Heres an example - we’re going to write some logic to look for suspicious executions of svchost.

class SuspiciousSvchost(Analyzer):

    def get_queries(self) -> OneOrMany[ProcessQuery]:
        invalid_parents = [
            Not("services.exe"),
            Not("smss.exe"),
            Not("ngentask.exe"),
            Not("userinit.exe"),
            Not("GoogleUpdate.exe"),
            Not("conhost.exe"),
            Not("MpCmdRun.exe"),
        ]

        return (
            ProcessQuery()
            .with_process_name(eq=invalid_parents)
            .with_children(
                ProcessQuery().with_process_name(eq="svchost.exe")
            )
        )

    def on_response(self, response: ProcessView, output: Any):
        output.send(
            ExecutionHit(
                analyzer_name="Suspicious svchost",
                node_view=response,
                risk_score=75,
            )
        )

We’ve got a very straightforward Analyzer here. We don’t need any custom build or init, and our on_response contains no logic other than sending out an ExecutionHit.

    def get_queries(self) -> OneOrMany[ProcessQuery]:
        invalid_parents = [
            Not("services.exe"),
            Not("smss.exe"),
            Not("ngentask.exe"),
            Not("userinit.exe"),
            Not("GoogleUpdate.exe"),
            Not("conhost.exe"),
            Not("MpCmdRun.exe"),
        ]

        return (
            ProcessQuery()
            .with_process_name(eq=invalid_parents)
            .with_children(
                ProcessQuery().with_process_name(eq="svchost.exe")
            )
        )

The query is straightforward. We have a curated whitelist of parent processes for svchost.exe.

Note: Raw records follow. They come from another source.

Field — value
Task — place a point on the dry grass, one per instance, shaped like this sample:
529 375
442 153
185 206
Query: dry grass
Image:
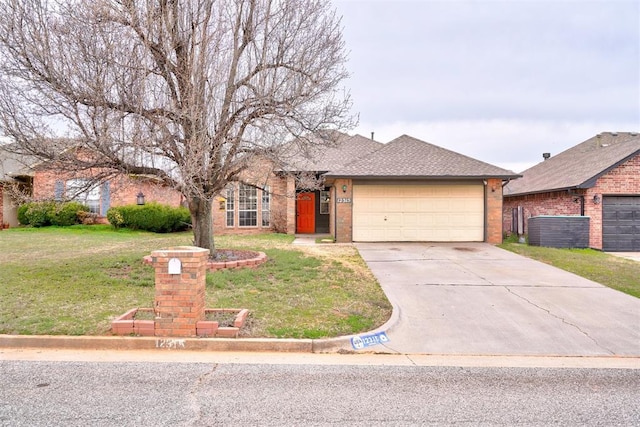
74 281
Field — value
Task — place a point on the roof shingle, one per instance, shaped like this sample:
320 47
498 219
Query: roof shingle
408 157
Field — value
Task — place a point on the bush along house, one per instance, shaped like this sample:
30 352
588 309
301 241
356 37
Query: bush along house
596 182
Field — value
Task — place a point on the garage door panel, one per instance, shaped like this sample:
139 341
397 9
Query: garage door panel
418 213
621 223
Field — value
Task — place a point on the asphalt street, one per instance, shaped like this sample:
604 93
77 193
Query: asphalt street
80 393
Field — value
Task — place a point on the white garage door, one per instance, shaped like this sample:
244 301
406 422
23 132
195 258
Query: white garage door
420 213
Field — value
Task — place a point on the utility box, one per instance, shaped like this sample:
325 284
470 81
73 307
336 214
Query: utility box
559 231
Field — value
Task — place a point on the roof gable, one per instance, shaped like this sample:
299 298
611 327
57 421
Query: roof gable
343 150
408 157
13 165
579 166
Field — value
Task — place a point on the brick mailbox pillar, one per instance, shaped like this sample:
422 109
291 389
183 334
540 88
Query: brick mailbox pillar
180 289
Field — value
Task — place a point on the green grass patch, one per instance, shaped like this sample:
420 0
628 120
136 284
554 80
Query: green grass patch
76 280
615 272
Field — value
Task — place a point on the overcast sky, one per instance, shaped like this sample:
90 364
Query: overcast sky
500 81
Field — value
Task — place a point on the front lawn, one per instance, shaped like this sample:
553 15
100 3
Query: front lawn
614 272
75 280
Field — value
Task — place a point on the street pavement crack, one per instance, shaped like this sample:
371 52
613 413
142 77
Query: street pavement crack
194 402
562 319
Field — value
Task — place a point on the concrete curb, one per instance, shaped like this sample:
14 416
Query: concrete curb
151 343
276 345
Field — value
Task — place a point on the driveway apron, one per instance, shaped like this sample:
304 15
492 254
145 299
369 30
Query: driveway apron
475 298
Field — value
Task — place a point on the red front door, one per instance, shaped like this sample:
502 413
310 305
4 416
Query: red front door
306 213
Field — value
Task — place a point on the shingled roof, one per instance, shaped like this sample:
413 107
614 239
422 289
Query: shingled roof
325 157
408 157
579 166
14 165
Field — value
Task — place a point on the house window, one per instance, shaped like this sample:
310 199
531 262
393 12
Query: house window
247 206
266 200
324 202
80 191
231 206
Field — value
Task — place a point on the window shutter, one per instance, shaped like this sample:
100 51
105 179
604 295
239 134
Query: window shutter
58 190
105 198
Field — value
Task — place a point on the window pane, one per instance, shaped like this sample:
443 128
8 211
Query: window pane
231 208
247 206
266 201
324 202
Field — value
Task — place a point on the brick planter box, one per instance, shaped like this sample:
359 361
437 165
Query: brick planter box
259 259
127 324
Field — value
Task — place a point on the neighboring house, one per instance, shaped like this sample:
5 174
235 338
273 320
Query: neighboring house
16 176
406 190
599 178
36 181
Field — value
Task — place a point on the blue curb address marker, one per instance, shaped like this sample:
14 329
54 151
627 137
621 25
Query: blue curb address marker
362 341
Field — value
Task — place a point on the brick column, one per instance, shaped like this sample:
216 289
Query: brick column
344 210
494 210
179 300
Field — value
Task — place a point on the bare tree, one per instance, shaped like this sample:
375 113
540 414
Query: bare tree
192 91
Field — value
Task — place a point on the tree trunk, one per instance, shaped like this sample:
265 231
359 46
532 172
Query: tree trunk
202 222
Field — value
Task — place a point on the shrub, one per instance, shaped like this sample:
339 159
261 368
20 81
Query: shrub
44 213
150 217
68 213
39 214
115 218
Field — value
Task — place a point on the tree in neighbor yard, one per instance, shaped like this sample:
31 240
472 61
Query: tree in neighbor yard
190 91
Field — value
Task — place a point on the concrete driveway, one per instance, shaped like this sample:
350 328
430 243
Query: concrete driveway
474 298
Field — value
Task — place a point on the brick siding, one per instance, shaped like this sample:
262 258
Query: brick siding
123 189
623 180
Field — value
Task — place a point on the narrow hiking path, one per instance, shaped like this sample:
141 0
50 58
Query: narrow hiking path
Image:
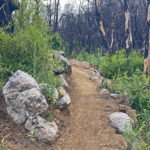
83 126
87 127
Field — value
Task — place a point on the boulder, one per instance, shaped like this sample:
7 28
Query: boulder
23 97
6 9
115 96
44 130
120 121
64 100
45 85
104 93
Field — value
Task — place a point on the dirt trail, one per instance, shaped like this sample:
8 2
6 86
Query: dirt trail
84 126
87 128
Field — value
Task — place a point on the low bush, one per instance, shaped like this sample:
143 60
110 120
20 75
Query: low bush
119 64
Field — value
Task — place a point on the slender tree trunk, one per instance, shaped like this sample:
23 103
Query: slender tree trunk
101 27
147 60
128 32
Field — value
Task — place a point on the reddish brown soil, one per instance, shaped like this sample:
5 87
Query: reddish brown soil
84 126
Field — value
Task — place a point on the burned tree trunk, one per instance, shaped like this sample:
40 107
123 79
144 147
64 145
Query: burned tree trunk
147 60
128 32
101 27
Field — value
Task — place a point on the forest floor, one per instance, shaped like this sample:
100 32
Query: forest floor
83 126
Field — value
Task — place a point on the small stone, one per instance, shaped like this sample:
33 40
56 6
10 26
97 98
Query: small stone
120 121
104 93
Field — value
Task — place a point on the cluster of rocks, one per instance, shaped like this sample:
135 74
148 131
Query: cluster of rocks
27 105
124 119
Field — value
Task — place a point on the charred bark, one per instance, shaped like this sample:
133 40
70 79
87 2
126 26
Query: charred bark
6 9
128 32
101 27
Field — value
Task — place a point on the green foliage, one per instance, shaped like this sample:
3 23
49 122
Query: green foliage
119 64
135 138
29 48
135 88
84 56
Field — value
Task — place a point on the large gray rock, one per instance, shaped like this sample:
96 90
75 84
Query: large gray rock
23 97
104 93
45 85
120 121
115 96
64 100
43 130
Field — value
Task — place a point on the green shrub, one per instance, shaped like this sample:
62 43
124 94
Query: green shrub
29 48
119 64
84 56
135 88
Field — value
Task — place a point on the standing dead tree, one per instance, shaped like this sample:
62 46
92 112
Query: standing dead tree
147 60
6 9
128 32
101 27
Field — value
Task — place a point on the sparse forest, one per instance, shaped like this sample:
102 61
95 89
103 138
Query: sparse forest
111 35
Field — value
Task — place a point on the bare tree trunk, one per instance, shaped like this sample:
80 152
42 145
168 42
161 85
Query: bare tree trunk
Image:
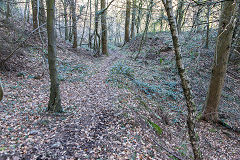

Any process that is not one of those is considered “invalid”.

    ProcessQuery() # Any Process
    .with_process_name(eq=invalid_parents)  # With an invalid parent process name
    .with_children(  # With any child processes
        ProcessQuery()
        .with_process_name(eq="svchost.exe")  # With the process name "svchost.exe".
    )

Our query is therefor read as: Any Process, with a process_name that exactly matches invalid_parents, with any child process, where the child process_name that exactly matches svchost.exe.

Adding Context

We may want to add some optional context to our query, without requiring that context for our Analyzer to match. We can do this easily in our on_response implenentation.

In the on_response method the response is going to be the root node of what our query matched - in our case, this will be some invalid parent of svchost.exe.

Some interesting context might be to get the binary path of that svchost.exe and the parent process of our invalid_parent.

    def on_response(self, response: ProcessView, output: Any):
        # Let's get the parent of our invalid_parent
        response.get_parent()
        
        # And the binary paths for any suspect child processes
        for child in response.children:
            if child.get_bin_file():
                child.bin_file.get_file_path()

        output.send(
            ExecutionHit(
                analyzer_name="Suspicious svchost",
                node_view=response,
                risk_score=75,
            )
        )

Unlike with the queries in get_queries', which have to be an exact match, our context is purely optional. We grab the information if it's available, but if it isn't we'll just move on.

If the information is there we’ll have so much more information when this triggers, almost certainly enough to triage this without much investigation.